My mother arrived at the hospital mid-morning, ready to meet her new granddaughter. She smiled and awed at how beautiful Nichole was. She took her from my arms and settled in the rocking chair by my bed while Andy took a break and went for a walk. She rocked my baby, back and forth.

I wanted to tell her that God had picked us for a reason. To tell her that somehow this was part of God’s plan. I wanted to justify how it was okay that my child might not be smart.

I sat at the edge of the bed, watching them. Watching my mom, her expression.

She has Down syndrome.” I blurted out.

My mom continued to look at Nichole, continued to rock, same smile on her face.

“I know,” she said.

She knew. And nothing changed. I watched them, rocking together. Grandmother and child.

“Take a picture of us will you?” she asked, “I want to remember the day that God sent a little baby girl to change my life.”

Nichole-with-grandma

My mother and this relationship we had. So tested, yet so strong. More than anyone else, I cared about what she thought. Maybe because I knew I was so much like her. Maybe because if I saw strength in her, I knew I could be strong too.
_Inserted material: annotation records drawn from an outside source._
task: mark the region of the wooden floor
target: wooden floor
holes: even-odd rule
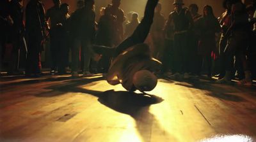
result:
[[[0,141],[256,140],[255,87],[162,78],[143,95],[100,75],[1,77],[0,85]]]

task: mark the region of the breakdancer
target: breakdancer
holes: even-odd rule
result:
[[[128,91],[141,92],[153,90],[157,83],[154,72],[161,62],[152,57],[148,45],[143,43],[153,22],[154,9],[159,0],[148,0],[145,15],[133,34],[114,48],[94,46],[97,53],[111,54],[115,58],[106,76],[113,85],[121,83]]]

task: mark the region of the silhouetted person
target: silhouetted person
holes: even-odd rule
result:
[[[22,3],[22,0],[12,0],[10,2],[10,16],[13,20],[13,25],[11,31],[13,48],[8,71],[8,73],[11,75],[19,74],[19,53],[20,49],[22,46],[24,34],[24,25],[23,24],[24,8]]]
[[[125,31],[124,33],[125,38],[127,38],[132,34],[139,24],[139,15],[137,13],[133,13],[131,20],[125,25]]]
[[[155,9],[154,22],[151,26],[150,35],[154,43],[153,56],[161,60],[163,60],[164,51],[163,29],[164,25],[164,17],[161,13],[162,5],[158,3]]]
[[[204,17],[198,20],[198,29],[200,30],[198,53],[201,56],[201,66],[198,67],[202,67],[203,62],[206,64],[207,75],[211,78],[212,52],[216,52],[215,33],[220,31],[220,25],[213,14],[212,7],[209,5],[204,7]]]
[[[57,67],[59,73],[65,73],[65,67],[61,59],[61,52],[63,46],[63,29],[61,18],[62,13],[60,9],[61,1],[52,0],[54,5],[46,12],[46,20],[50,23],[50,38],[51,38],[51,54],[52,59],[51,73],[55,73]]]
[[[115,36],[115,45],[118,45],[124,39],[123,22],[125,21],[124,11],[119,7],[121,4],[121,0],[112,0],[112,5],[108,7],[110,13],[116,17]]]
[[[8,0],[0,1],[0,70],[7,44],[11,43],[10,32],[13,21],[10,17],[10,5]],[[1,72],[1,71],[0,71]]]
[[[110,13],[109,9],[106,8],[104,15],[100,17],[98,24],[98,31],[96,35],[96,44],[109,47],[115,45],[115,21],[116,18]],[[99,71],[107,73],[110,66],[111,57],[108,54],[102,54],[102,59],[99,61]]]
[[[72,46],[72,38],[70,35],[70,31],[68,29],[68,21],[70,15],[68,14],[69,12],[69,5],[67,3],[61,4],[60,6],[60,10],[61,11],[61,24],[62,24],[62,31],[63,31],[63,46],[62,47],[62,50],[60,50],[61,55],[60,59],[63,62],[61,63],[63,65],[63,67],[68,67],[68,55],[69,51],[71,49]],[[66,71],[63,69],[63,73],[66,72]]]
[[[86,0],[84,7],[77,10],[70,17],[70,32],[74,38],[72,61],[74,77],[79,76],[77,71],[80,46],[83,55],[83,76],[92,75],[90,73],[90,62],[91,57],[93,55],[92,45],[95,34],[95,19],[93,5],[93,0]]]
[[[224,50],[227,43],[227,38],[225,36],[226,32],[228,27],[231,25],[231,0],[225,0],[223,3],[223,6],[226,9],[225,11],[222,13],[220,25],[221,27],[221,36],[219,43],[219,59],[220,64],[220,75],[216,77],[221,79],[225,74],[225,54]]]
[[[198,6],[196,4],[189,5],[189,11],[191,13],[195,26],[193,27],[189,38],[189,45],[191,48],[191,58],[190,67],[191,75],[198,77],[200,75],[202,67],[202,58],[198,55],[198,45],[200,36],[200,30],[196,27],[198,25],[198,20],[202,17],[202,15],[198,13]]]
[[[232,24],[226,32],[227,45],[224,50],[225,58],[225,75],[219,80],[219,83],[230,83],[233,69],[232,58],[235,53],[236,57],[241,60],[244,71],[245,78],[238,82],[240,85],[252,85],[252,75],[246,57],[246,51],[250,39],[250,26],[248,15],[245,10],[245,6],[239,0],[232,1]]]
[[[31,0],[26,9],[26,29],[28,34],[28,59],[26,73],[38,76],[41,73],[40,53],[47,26],[44,8],[40,0]]]
[[[182,0],[175,0],[173,3],[175,10],[169,15],[166,26],[174,24],[174,52],[175,55],[173,76],[189,78],[190,71],[189,45],[188,45],[189,34],[189,30],[193,24],[192,17],[189,10],[183,8],[184,3]]]

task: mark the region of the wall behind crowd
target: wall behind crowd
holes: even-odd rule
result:
[[[24,0],[25,5],[29,0]],[[76,2],[77,0],[61,0],[62,3],[67,3],[70,6],[70,13],[76,10]],[[99,10],[100,7],[105,7],[108,4],[111,3],[111,0],[95,0],[95,11],[99,15]],[[184,0],[185,6],[188,7],[189,4],[196,3],[199,7],[199,13],[202,13],[204,6],[208,4],[212,6],[214,10],[216,17],[220,17],[224,11],[224,8],[222,7],[222,2],[223,0]],[[250,3],[252,0],[243,0],[246,4]],[[52,5],[52,0],[42,0],[45,6],[45,10],[51,8]],[[162,3],[163,10],[162,13],[166,18],[168,18],[169,13],[173,10],[172,4],[173,0],[159,0]],[[131,11],[138,12],[140,17],[143,15],[144,8],[147,3],[147,0],[121,0],[120,7],[124,10],[125,13],[128,13]],[[99,17],[97,17],[98,19]]]

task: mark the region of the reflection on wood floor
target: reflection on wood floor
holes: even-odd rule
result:
[[[256,89],[159,80],[148,94],[100,75],[2,77],[0,141],[253,141]]]

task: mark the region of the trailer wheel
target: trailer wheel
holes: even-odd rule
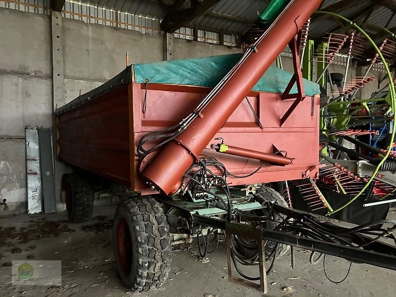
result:
[[[62,179],[62,195],[66,200],[69,219],[73,223],[89,220],[94,209],[95,191],[92,183],[77,173],[64,174]]]
[[[159,203],[151,197],[124,200],[113,225],[115,263],[122,282],[138,292],[159,288],[170,270],[169,226]]]
[[[273,189],[267,187],[262,187],[256,190],[256,201],[264,205],[266,201],[272,201],[275,200],[276,202],[280,205],[288,207],[288,203],[282,195],[276,192]],[[271,215],[265,209],[259,210],[261,212],[261,215],[269,216]],[[280,221],[282,219],[285,218],[281,217],[279,214],[273,214],[275,217],[274,221]],[[276,222],[268,222],[267,226],[270,230],[273,230],[279,224]],[[267,261],[272,260],[273,258],[273,251],[276,246],[276,243],[272,241],[267,241],[265,244],[265,255]],[[277,258],[280,258],[284,255],[289,249],[290,246],[279,244],[278,245],[278,249],[276,251],[275,256]]]

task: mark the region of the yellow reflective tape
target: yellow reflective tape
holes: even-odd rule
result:
[[[225,151],[227,151],[228,149],[228,146],[226,146],[225,145],[220,145],[219,151],[220,152],[224,152]]]

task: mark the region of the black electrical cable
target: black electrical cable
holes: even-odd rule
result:
[[[260,165],[255,170],[253,171],[253,172],[252,172],[251,173],[249,173],[249,174],[248,174],[247,175],[236,175],[235,174],[231,173],[231,172],[230,172],[229,171],[227,171],[227,174],[228,175],[231,175],[233,177],[235,177],[236,178],[248,178],[248,177],[250,177],[252,175],[253,175],[254,174],[255,174],[256,173],[257,173],[258,172],[258,171],[260,169],[261,169],[261,168],[262,168],[262,167],[266,163],[267,163],[266,162],[264,162],[262,163],[261,165]]]
[[[352,261],[349,261],[349,267],[348,268],[348,271],[346,272],[346,275],[345,277],[340,281],[334,281],[334,280],[332,280],[331,279],[330,279],[330,277],[329,277],[329,276],[327,274],[327,272],[326,271],[326,267],[325,266],[325,261],[326,261],[326,254],[325,254],[323,256],[323,271],[324,271],[325,275],[326,276],[326,277],[327,278],[328,280],[329,280],[330,282],[331,282],[333,284],[341,284],[341,283],[342,283],[346,279],[346,278],[348,277],[348,276],[349,274],[349,272],[350,272],[350,268],[352,267]]]

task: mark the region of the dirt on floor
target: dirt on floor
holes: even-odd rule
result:
[[[44,217],[26,214],[0,216],[0,296],[172,297],[253,297],[262,294],[228,281],[225,245],[208,257],[198,256],[194,244],[174,248],[168,279],[163,287],[144,294],[131,292],[118,278],[111,246],[114,206],[97,207],[91,220],[72,224],[65,214]],[[390,214],[396,217],[396,215]],[[396,296],[396,272],[365,264],[352,264],[346,280],[329,281],[323,263],[309,264],[310,253],[295,251],[296,267],[291,267],[290,251],[279,259],[268,276],[266,296],[350,297]],[[11,284],[11,261],[60,260],[59,286],[15,286]],[[329,277],[337,281],[346,275],[349,262],[328,256]],[[249,267],[247,274],[258,275]]]

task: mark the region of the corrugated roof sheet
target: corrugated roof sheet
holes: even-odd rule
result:
[[[321,9],[325,9],[341,0],[325,0]],[[159,19],[162,19],[166,12],[157,0],[81,0],[78,2]],[[174,0],[164,0],[163,2],[169,5]],[[186,0],[184,6],[189,7],[189,0]],[[359,9],[368,6],[371,3],[372,1],[362,0],[358,4],[340,13],[347,17],[353,15]],[[264,0],[220,0],[210,9],[192,20],[190,24],[213,28],[216,30],[244,33],[254,23],[258,12],[264,10],[266,5],[266,1]],[[373,12],[368,22],[385,26],[392,14],[393,12],[389,8],[380,5]],[[358,17],[355,21],[361,21],[363,19],[364,16]],[[313,23],[313,28],[311,29],[318,34],[327,32],[334,27],[334,23],[328,21],[321,22],[316,26]],[[389,27],[395,26],[396,26],[396,17],[389,24]]]

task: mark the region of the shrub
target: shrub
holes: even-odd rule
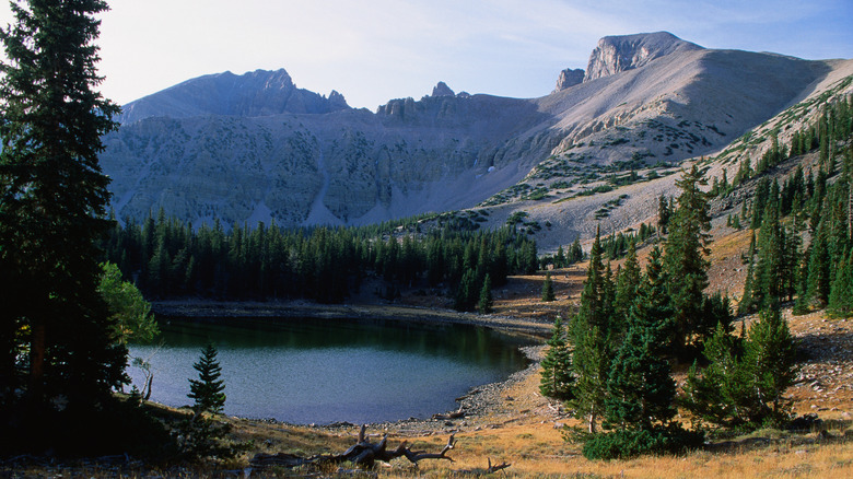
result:
[[[678,423],[651,430],[617,430],[594,434],[584,443],[587,459],[630,459],[647,454],[679,454],[701,446],[704,432],[687,431]]]

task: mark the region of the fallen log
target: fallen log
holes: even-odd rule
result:
[[[412,464],[418,464],[423,459],[446,459],[453,463],[447,456],[447,452],[454,448],[456,440],[454,434],[447,440],[447,444],[440,453],[428,453],[425,451],[411,451],[404,441],[396,449],[388,449],[388,434],[385,434],[379,443],[372,443],[366,437],[367,425],[361,427],[358,442],[347,449],[343,454],[337,455],[316,455],[311,457],[301,457],[293,454],[278,453],[264,454],[258,453],[249,462],[254,467],[281,466],[294,468],[299,466],[313,465],[337,465],[342,463],[352,463],[359,467],[373,467],[376,460],[388,463],[397,457],[406,457]]]
[[[465,411],[460,407],[459,410],[449,412],[446,414],[432,414],[432,419],[446,420],[446,419],[459,419],[465,417]]]

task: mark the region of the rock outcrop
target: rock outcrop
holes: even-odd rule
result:
[[[283,113],[326,114],[349,109],[332,91],[328,98],[297,89],[284,69],[255,70],[242,75],[230,71],[187,80],[131,102],[118,118],[131,124],[152,116],[189,118],[202,115],[269,116]]]
[[[432,95],[430,96],[456,96],[456,94],[447,86],[447,83],[439,82],[439,84],[432,89]]]
[[[589,56],[584,81],[609,77],[620,71],[643,67],[650,61],[677,51],[701,49],[668,32],[606,36]]]
[[[560,92],[568,87],[574,86],[576,84],[580,84],[584,81],[584,71],[583,69],[575,69],[572,70],[571,68],[566,68],[565,70],[560,72],[560,77],[557,79],[557,86],[553,89],[553,92]]]
[[[591,80],[565,72],[572,86],[540,98],[455,95],[440,82],[376,113],[296,89],[284,70],[226,72],[127,105],[101,163],[122,220],[163,207],[195,224],[367,224],[470,208],[502,190],[494,205],[522,208],[526,194],[513,191],[566,185],[587,166],[677,165],[720,151],[833,65],[702,49],[665,33],[607,37]],[[599,207],[591,200],[591,212]]]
Four years later, Nichole runs to my mom whenever we see each other. “Ga-ma!” They hug, they kiss, and Nichole buries her fingers into my mom’s hair, twirling her fingers in her grandma’s dark curls. And I hear my mom say to Nichole, “You are so beautiful Nichole, and you are so smart. You are teaching me so much about life.” Then I see her wipe a tear from her eye, and grandmother and child embrace once more.